Community groups in Central Iowa have 30 days to launch one of 15 potential initiatives in their region, with the support of a combined grant from ChangeX and the Microsoft West Des Moines Data Center complex. 


The Des Moines Community Challenge is supporting up to 35 teams with $75,000 in grants, supported by a Community Empowerment Fund award from Microsoft. The fund is expected to be open for another three months or so, but grants will operate on a first-come, first-served basis. Although applications opened in November, ChangeX expects more applications to arrive this spring as warmer weather supports work on pollinator partnerships, a river cleanup and other project concepts. 


“Our mission is to build a global technology platform where we could make social innovations that were working available to communities anywhere, to really spread ideas that work,” said Niamh McKenna, ChangeX co-founder and head of impact. “Within the challenge, there are ideas that are already working in other parts of the U.S. and Europe that communities like Des Moines can get up and running in their local area.” 

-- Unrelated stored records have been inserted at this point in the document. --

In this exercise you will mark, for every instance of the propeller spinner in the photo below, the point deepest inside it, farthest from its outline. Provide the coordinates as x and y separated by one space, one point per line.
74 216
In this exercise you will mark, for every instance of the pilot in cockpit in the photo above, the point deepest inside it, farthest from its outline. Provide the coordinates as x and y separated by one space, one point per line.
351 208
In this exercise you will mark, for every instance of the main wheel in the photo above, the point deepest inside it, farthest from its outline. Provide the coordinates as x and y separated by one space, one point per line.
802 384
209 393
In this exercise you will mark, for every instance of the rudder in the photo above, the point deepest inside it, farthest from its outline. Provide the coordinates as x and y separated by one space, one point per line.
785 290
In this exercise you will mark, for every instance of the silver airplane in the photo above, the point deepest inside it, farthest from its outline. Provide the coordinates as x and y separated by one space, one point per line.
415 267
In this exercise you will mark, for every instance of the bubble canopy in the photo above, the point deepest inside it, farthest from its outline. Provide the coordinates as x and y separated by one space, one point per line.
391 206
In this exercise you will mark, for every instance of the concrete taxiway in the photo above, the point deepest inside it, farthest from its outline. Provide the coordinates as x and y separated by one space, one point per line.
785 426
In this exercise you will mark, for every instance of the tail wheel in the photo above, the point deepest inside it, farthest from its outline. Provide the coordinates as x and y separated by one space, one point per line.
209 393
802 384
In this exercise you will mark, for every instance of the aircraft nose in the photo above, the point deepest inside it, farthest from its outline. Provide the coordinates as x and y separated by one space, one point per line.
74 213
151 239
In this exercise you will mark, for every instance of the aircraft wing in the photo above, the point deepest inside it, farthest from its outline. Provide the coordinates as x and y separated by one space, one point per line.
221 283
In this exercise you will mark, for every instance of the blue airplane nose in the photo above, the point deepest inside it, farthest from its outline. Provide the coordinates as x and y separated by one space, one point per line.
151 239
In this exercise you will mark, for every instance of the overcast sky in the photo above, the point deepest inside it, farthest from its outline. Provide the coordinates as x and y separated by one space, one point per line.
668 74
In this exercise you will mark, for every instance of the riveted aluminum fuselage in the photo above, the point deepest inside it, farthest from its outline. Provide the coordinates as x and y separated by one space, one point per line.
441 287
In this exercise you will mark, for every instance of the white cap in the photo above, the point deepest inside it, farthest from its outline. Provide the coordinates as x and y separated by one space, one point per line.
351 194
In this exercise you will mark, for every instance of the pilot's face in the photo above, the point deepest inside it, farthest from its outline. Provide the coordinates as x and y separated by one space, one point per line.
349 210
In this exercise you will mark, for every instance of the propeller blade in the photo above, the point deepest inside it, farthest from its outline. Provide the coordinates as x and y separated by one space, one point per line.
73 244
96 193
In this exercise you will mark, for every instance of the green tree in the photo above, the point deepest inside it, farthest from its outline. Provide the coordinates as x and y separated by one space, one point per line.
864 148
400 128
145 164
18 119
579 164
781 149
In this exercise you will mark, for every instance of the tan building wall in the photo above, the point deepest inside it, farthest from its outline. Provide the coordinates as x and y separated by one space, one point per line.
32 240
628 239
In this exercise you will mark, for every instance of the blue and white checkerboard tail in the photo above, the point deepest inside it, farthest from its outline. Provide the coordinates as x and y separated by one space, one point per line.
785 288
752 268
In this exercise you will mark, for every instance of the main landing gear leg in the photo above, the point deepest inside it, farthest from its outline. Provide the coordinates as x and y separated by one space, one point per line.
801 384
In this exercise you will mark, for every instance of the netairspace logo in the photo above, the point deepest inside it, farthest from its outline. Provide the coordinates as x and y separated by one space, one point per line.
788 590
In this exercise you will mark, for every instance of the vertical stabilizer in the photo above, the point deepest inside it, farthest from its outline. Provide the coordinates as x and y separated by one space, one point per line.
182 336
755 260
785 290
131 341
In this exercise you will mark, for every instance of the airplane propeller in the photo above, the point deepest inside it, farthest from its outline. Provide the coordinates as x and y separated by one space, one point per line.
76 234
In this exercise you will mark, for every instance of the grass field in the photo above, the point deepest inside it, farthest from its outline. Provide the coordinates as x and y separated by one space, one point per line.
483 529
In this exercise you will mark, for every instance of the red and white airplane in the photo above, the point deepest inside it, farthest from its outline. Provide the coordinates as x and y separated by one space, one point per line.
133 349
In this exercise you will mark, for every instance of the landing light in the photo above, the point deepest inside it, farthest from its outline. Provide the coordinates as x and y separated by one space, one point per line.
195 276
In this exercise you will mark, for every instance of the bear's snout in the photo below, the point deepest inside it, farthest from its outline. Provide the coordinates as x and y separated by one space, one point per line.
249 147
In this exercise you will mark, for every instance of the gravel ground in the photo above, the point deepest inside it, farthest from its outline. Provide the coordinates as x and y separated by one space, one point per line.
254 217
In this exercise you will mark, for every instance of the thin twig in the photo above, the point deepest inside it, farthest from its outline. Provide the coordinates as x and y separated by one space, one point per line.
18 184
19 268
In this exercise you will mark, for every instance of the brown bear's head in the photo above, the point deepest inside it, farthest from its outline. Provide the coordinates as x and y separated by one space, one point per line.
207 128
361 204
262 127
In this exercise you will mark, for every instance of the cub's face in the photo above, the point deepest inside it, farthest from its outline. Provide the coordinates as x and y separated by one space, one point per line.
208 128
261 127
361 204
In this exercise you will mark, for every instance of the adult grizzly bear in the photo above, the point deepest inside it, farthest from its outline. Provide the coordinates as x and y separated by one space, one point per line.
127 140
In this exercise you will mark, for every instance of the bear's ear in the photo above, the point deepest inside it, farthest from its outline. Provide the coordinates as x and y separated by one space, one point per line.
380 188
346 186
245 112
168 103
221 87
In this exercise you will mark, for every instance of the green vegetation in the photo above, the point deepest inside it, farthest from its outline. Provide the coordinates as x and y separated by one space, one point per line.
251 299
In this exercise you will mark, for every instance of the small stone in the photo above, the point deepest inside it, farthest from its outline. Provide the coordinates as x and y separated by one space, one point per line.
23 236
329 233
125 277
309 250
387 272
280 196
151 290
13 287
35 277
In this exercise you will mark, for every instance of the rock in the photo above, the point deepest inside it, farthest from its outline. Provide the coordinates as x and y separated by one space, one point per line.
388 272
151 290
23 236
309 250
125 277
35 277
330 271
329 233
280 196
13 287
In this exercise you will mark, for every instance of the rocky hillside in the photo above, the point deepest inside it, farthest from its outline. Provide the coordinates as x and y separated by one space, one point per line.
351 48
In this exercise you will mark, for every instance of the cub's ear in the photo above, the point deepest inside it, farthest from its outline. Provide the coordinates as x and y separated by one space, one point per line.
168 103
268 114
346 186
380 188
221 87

Each team has 30 days to develop an action plan to be eligible for seed funding. The Challenge grants range from $500 to $5,000 for projects in environmental sustainability, digital skills and community prosperity; ChangeX and Microsoft will designate grants to individuals or existing community groups who apply. Applicants receive 70% of the funding at the start of their project, and receive the remaining 30% once the project is successfully running. 


The Challenge is offering grants in 10 communities across the U.S. and Europe.


 Headquartered in Ireland, ChangeX is a team of 10 individuals with one office base in the U.S. that partners with corporate foundations to distribute funds to local communities. 


ChangeX’s first project in the U.S. began just across the border of Iowa in Minnesota, working with Blue Cross Blue Shield to develop community health projects. After connecting with Microsoft, ChangeX launched a Challenge pilot program in Phoenix and Chicago nearly two years ago. 


“As of November we had invested a little over $105,000 with different organizations here in the community to empower some of these focus areas,” said Stephanie Westrom, solution assessment lead of Microsoft’s midwest region. 


At least one community group from Carlisle is being supported by the Des Moines Community Challenge to host regular river cleanups over the spring. Nationally, programs like establishing a community fridge or a First Lego League for students have proved to be popular grant opportunities among communities, McKenna said. As of late February, seven teams had already received funding, and the Community Challenge is still open to Central Iowa applicants who would take on the 30-day challenge.